Jesús es la luz del mundo, es quien viene a iluminar, a disipar las tinieblas, es quien viene a romper con esas cegueras que nos hacen andar sin rumbo y que nos encierran en nosotros mismos, esas cegueras que nos achican y menosprecian.
En el Evangelio de hoy, podemos ver el proceso de un hombre ciego de nacimiento que, además de recobrar la vista, abrazó con entusiasmo la luz de Jesús.
El Señor se acerca a este hombre en sábado, hace barro con tierra y saliva, unta sus ojos y le pide que vaya a lavarse a la piscina del Siloé, la piscina del enviado. El hombre confía en Jesús a quien todavía no conoce y recobra la vista. Está feliz, nunca había podido ver y ahora ve.
Pero se encuentra con un entorno que no es capaz de alegrarse con él; unos se quedan en que no es el sábado un día para hacer estas cosas; otros no lo reconocen diciendo que no puede ser el mismo que antes no veía, etiquetándolo en su ceguera; otros no lo escuchan ni respetan porque lo tachaban de pecador por haber padecido ese límite desde su nacimiento.
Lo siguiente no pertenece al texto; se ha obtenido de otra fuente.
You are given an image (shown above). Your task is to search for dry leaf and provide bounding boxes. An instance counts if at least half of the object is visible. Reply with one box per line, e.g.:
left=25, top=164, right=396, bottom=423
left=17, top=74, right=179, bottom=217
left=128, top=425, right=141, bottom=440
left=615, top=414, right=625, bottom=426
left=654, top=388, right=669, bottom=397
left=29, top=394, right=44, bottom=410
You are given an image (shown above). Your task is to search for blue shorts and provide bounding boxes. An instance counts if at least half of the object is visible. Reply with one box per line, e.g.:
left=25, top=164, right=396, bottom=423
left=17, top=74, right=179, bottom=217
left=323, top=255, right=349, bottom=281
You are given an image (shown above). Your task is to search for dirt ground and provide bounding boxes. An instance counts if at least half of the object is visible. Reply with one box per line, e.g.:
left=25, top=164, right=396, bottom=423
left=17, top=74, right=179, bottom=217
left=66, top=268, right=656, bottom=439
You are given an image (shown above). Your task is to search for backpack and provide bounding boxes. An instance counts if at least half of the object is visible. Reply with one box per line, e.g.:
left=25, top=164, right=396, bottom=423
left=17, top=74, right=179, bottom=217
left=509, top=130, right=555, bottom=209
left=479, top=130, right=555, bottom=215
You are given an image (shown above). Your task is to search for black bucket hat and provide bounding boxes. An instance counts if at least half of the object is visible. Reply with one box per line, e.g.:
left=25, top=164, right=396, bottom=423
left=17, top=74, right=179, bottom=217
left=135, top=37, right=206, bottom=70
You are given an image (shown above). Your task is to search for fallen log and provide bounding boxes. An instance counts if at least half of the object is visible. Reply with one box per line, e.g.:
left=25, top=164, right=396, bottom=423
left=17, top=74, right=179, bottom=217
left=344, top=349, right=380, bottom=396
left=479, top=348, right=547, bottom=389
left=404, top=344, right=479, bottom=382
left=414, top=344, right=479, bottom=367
Qué curioso, este hombre que estaba ciego ahora ve, y aquellos que tenían la vista, no son capaces de ver lo bueno y de reconocer a quien hace el bien; resulta que los que ven estaban ciegos.
Es hermoso ver el proceso de este hombre que no solo recobra la vista, sino que actúa con lucidez y con valentía dando testimonio de aquel que lo había ayudado, y a quien aún no conocía. Vemos a un hombre que no se achica, que no renuncia al don que ha recibido y se mantiene firme en la verdad a presar de encontrar la oposición y el ensañamiento de parte de las autoridades que intentan callarlo, o negar lo sucedido y terminan expulsándolo. Lo que desean es en definitiva condenar a Jesús por cuestionar su modo de entender a Dios y a la Ley.
Aquel que era ciego de nacimiento, etiquetado como pecador por aquel mundo tan rígido, es sanado en su ceguera, y quien no conocía a Jesús, termina confesándolo como el Señor. No le fue fácil, le implicó la no comprensión de su familia y la expulsión del Templo; pero le llevó a reconocer a Jesús y confiar en Él, y a reconocerse a sí mismo de una manera nueva y confiar en lo que el Señor había hecho con él.
Jesús es la luz del mundo, y si nosotros como este ciego de nacimiento confiamos en el Señor, nos dejamos sanar por Él y abrazamos la luz de Jesús, reconoceremos los dones que Dios nos ha regalado y podremos ver a Dios, al mundo y a nosotros mismos de una manera nueva. Traerá dificultades, incomprensiones, dolores, pero fundamentalmente nos traerá la alegría de sabernos profundamente amados y verdaderamente valiosos. Que en nuestro camino de Cuaresma abracemos la luz de Jesús y demos testimonio del Señor. Que Dios nos bendiga y fortalezca.